Mittwoch: Ein Abschied mit Apfelduft
Schweren Herzens schleppen wir die Koffer in die Lobby. Sind wir nicht gerade erst angekommen? Aber ehe es nach Hause geht, führt uns ein letzter Abstecher ins alte Land.
Wir fahren durch ein weites Mosaik aus grünen Deichen und endlosen Obstplantagen. Im sanften Septemberlicht hängen die Äpfel rot und goldgelb an den Bäumen, als hätten sie sich mit buntem Schmuck behängt. In Jork besuchen wir einen Apfelhof. Die Obstbäuerin empfängt uns mit einem herzlichen „Moin“ und Sonnenschein. Voller Stolz erzählt sie vom arbeitsreichen Weg bis zur Ernte und von Sorten mit klingenden Namen wie Santana, Herbstprinz oder Holsteiner Cox. Wir kosten verschiedene Apfelsorten – knackig, saftig, süß. Fast riecht man schon den Apfelkuchen, der daraus werden könnte. Und so ging eine Reise zu Ende, die uns allen hoffentlich lange in Erinnerung bleiben wird. Hamburg zeigte sich mit all seinen Facetten – vom Sonnenschein bis zum Herbststurm, von hanseatischer Geschichte bis zu musikalischen Höhenflügen. Doch das Schönste war: wir erlebten all das gemeinsam. Es war eine wunderbare Gruppe, die mit Offenheit, Humor und guter Laune unterwegs war.
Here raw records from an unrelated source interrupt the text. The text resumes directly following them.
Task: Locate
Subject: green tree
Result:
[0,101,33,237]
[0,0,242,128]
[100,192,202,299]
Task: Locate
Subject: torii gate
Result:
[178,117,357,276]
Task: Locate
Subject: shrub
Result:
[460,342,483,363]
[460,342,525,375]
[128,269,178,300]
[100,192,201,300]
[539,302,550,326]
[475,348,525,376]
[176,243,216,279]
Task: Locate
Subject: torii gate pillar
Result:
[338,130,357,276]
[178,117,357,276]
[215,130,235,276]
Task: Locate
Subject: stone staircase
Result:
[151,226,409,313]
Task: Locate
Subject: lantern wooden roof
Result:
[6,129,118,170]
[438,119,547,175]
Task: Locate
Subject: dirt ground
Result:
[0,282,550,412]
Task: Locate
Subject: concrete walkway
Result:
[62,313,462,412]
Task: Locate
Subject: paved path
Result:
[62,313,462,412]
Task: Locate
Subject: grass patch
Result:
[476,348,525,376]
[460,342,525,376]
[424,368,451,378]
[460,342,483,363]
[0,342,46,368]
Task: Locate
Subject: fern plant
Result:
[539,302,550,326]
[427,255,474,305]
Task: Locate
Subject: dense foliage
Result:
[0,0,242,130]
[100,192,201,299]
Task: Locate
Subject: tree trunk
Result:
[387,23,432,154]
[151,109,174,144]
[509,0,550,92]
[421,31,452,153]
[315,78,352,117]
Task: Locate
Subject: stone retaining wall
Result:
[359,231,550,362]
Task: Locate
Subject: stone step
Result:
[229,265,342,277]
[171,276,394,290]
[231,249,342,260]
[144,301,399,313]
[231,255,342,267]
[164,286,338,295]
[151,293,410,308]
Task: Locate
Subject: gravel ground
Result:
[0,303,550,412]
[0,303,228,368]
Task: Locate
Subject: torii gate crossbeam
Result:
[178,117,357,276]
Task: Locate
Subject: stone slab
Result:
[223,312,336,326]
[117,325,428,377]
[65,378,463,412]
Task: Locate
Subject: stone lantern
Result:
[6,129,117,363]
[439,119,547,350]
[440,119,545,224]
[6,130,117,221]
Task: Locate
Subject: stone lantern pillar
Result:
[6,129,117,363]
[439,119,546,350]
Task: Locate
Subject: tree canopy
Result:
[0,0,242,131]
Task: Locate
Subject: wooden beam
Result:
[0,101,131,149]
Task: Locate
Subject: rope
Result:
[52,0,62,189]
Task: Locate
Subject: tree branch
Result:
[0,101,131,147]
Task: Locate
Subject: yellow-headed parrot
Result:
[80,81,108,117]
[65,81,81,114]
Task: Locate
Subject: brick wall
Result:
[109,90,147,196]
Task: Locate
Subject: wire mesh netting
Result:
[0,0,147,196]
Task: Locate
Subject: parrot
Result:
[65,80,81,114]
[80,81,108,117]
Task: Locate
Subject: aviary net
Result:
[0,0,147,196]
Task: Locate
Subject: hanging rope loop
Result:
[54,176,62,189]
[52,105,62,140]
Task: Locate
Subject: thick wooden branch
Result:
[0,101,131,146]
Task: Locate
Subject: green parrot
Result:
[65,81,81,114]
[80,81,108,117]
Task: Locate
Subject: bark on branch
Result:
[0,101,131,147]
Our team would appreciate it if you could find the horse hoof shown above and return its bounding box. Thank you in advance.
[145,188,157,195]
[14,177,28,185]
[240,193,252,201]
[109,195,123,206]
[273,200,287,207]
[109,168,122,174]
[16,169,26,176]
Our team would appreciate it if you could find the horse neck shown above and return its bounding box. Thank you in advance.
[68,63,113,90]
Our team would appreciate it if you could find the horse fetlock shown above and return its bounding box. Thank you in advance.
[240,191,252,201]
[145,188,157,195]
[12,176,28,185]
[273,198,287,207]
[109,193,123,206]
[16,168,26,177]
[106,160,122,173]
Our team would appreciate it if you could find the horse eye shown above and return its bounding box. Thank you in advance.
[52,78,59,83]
Wir haben miteinander gestaunt, gelacht, genossen – und uns immer wieder gegenseitig angesteckt mit Begeisterung. Für mich war es eine Freude, Sie zu begleiten, und mehr noch: Sie haben mir die Arbeit zum Vergnügen werden lassen.
Mit einem herzlichen Dank an Sie alle sage ich: auf bald – vielleicht bis zur nächsten Reise.